Self-Assembly of Heterogeneous Ferritin Nanocages for Tumor Uptake and Penetration.

机构信息

State Key Laboratory of Medicinal Chemical Biology, Key Laboratory of Bioactive Materials for the Ministry of Education, College of Life Sciences, and Frontier of Science Center for Cell Response, Nankai University, Tianjin, 300071, China.

Nanozyme Medical Center, School of Basic Medical Sciences, Zhengzhou University, Zhengzhou, 450001, China.

出版信息

Adv Sci (Weinh). 2024 May;11(17):e2309271. doi: 10.1002/advs.202309271. Epub 2024 Feb 17.
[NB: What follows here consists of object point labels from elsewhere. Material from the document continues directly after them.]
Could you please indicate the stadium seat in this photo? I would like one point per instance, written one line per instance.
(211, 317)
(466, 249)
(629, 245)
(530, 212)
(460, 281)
DOI:10.1002/advs.202309271
PMID:38368258
原文链接:https://pmc.ncbi.nlm.nih.gov/articles/PMC11077646/
Abstract

Well-defined nanostructures are crucial for precisely understanding nano-bio interactions. However, nanoparticles (NPs) fabricated through conventional synthesis approaches often lack poor controllability and reproducibility. Herein, a synthetic biology-based strategy is introduced to fabricate uniformly reproducible protein-based NPs, achieving precise control over heterogeneous components of the NPs. Specifically, a ferritin assembly toolbox system is developed that enables intracellular assembly of ferritin subunits/variants in Escherichia coli. Using this strategy, a proof-of-concept study is provided to explore the interplay between ligand density of NPs and their tumor targets/penetration. Various ferritin hybrid nanocages (FHn) containing human ferritin heavy chains (FH) and light chains are accurately assembled, leveraging their intrinsic binding with tumor cells and prolonged circulation time in blood, respectively. Further studies reveal that tumor cell uptake is FH density-dependent through active binding with transferrin receptor 1, whereas in vivo tumor accumulation and tissue penetration are found to be correlated to heterogeneous assembly of FHn and vascular permeability of tumors. Densities of 3.7 FH/100 nm on the nanoparticle surface exhibit the highest degree of tumor accumulation and penetration, particularly in tumors with high permeability compared to those with low permeability. This study underscores the significance of nanoparticle heterogeneity in determining particle fate in biological systems.

摘要

具有明确结构的纳米结构对于精确理解纳米 - 生物相互作用至关重要。然而,通过传统合成方法制备的纳米颗粒(NPs)往往缺乏较差的可控性和重现性。本文介绍了一种基于合成生物学的策略来制备均匀重现的基于蛋白质的 NPs,从而能够精确控制 NPs 的异质成分。具体来说,开发了一种铁蛋白组装工具箱系统,使铁蛋白亚基/变体能够在大肠杆菌中进行细胞内组装。利用该策略,提供了一项概念验证研究,以探索 NPs 的配体密度与其肿瘤靶标/穿透性之间的相互作用。各种含有人铁蛋白重链(FH)和轻链的铁蛋白杂合纳米笼(FHn)通过其与肿瘤细胞的固有结合以及在血液中的延长循环时间分别被精确组装。进一步的研究表明,肿瘤细胞摄取与 FH 的密度有关,通过与转铁蛋白受体 1 的主动结合,而体内肿瘤积累和组织穿透性与 FHn 的异质组装以及肿瘤血管通透性相关。在纳米颗粒表面上的 3.7 FH/100nm 的密度表现出最高程度的肿瘤积累和穿透性,特别是在高渗透性肿瘤与低渗透性肿瘤相比时。这项研究强调了纳米颗粒异质性在决定生物系统中颗粒命运方面的重要性。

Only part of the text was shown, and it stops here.